Why governance must become infrastructure

Platform teams have historically underinvested in governance tooling for a simple reason: when governance works, nothing happens. The misconfiguration that did not cause an incident is invisible. The cost overrun prevented at deploy time never appears on a dashboard. The value exists in avoided outcomes. At scale, that equation breaks down.

When infrastructure change velocity is high, governance cannot remain a process executed by humans. It must become a continuously operating layer embedded into the platform itself: Encoded, automatic, and always present.

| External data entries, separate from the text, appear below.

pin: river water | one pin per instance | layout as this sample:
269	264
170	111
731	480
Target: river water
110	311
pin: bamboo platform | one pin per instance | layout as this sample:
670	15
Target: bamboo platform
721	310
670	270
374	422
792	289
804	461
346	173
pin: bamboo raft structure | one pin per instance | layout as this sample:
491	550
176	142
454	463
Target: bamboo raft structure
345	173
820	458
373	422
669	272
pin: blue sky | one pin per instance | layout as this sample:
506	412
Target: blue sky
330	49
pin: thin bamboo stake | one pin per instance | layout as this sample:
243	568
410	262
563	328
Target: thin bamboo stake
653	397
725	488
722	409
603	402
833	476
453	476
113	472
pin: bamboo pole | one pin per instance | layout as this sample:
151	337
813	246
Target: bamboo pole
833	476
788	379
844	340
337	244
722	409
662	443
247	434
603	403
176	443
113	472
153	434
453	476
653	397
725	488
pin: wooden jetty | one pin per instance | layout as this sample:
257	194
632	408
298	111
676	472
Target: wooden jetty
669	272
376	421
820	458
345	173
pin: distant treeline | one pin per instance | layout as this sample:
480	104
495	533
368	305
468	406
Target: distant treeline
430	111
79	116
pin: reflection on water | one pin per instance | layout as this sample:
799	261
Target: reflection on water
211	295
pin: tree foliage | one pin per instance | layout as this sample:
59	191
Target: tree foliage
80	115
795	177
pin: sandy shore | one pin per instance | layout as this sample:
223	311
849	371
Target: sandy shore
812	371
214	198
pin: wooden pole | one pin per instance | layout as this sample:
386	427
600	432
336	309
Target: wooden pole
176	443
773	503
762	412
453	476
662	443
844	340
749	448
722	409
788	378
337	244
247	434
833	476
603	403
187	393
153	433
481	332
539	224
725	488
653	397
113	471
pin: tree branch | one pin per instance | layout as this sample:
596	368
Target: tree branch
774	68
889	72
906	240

It should not be something engineers remember to check, but something the platform enforces by default. We explored this idea with the PlatformEngineering.org community in a session titled [Infra Governance for Rulebreakers: How to Make Guardrails Invisible](https://www.youtube.com/live/WnJE2tLF8LI?si=tVJbzF3k1BVm6x&t=105).

The core idea was simple:

Guardrails that engineers feel are guardrails they route around. Governance that works at scale disappears into the workflow, present everywhere and visible nowhere. Invisible guardrails are the first step. Autonomous guardrails are the next.

Once infrastructure is represented ontologically, with relationships, policies, and intent modeled explicitly, governance becomes something the system can reason about and enforce continuously.

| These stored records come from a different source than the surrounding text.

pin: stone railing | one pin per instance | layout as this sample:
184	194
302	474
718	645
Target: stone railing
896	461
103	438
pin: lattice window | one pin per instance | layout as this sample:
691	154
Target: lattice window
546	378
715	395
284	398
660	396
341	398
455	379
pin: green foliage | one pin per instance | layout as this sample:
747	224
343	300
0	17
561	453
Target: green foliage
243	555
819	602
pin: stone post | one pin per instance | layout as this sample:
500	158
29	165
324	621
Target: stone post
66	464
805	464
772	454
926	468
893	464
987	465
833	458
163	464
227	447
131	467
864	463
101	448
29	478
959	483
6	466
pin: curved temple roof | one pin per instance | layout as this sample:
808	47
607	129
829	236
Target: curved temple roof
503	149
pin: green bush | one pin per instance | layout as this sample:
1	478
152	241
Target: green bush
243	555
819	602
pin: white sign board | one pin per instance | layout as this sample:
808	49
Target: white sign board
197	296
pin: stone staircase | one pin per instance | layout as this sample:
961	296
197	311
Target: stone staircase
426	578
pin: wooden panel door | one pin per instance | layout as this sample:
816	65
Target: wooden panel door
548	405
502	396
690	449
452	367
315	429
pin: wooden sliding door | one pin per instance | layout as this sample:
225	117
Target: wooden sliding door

Bridging intent and reality

The combination of governed workflows and normalized infrastructure visibility begins to form the ontology layer autonomous operations require: Intent on one side, actual state on the other, and a governed remediation path connecting them.

When intent and state diverge.. .and they will... the platform has the context required to act deterministically, rather than simply surface another finding for manual triage.

The operational gap did not start with AI.

…But AI has made it impossible to ignore. As LLM-assisted development compresses the time between idea and production, governance must operate at the same speed. No, spreadsheets cannot keep up, glue scripts cannot keep up, and institutional memory cannot keep up.

The teams that close this gap early will operate with a fundamentally different level of confidence than those treating it as a future problem.

From the field, the future problem is already here.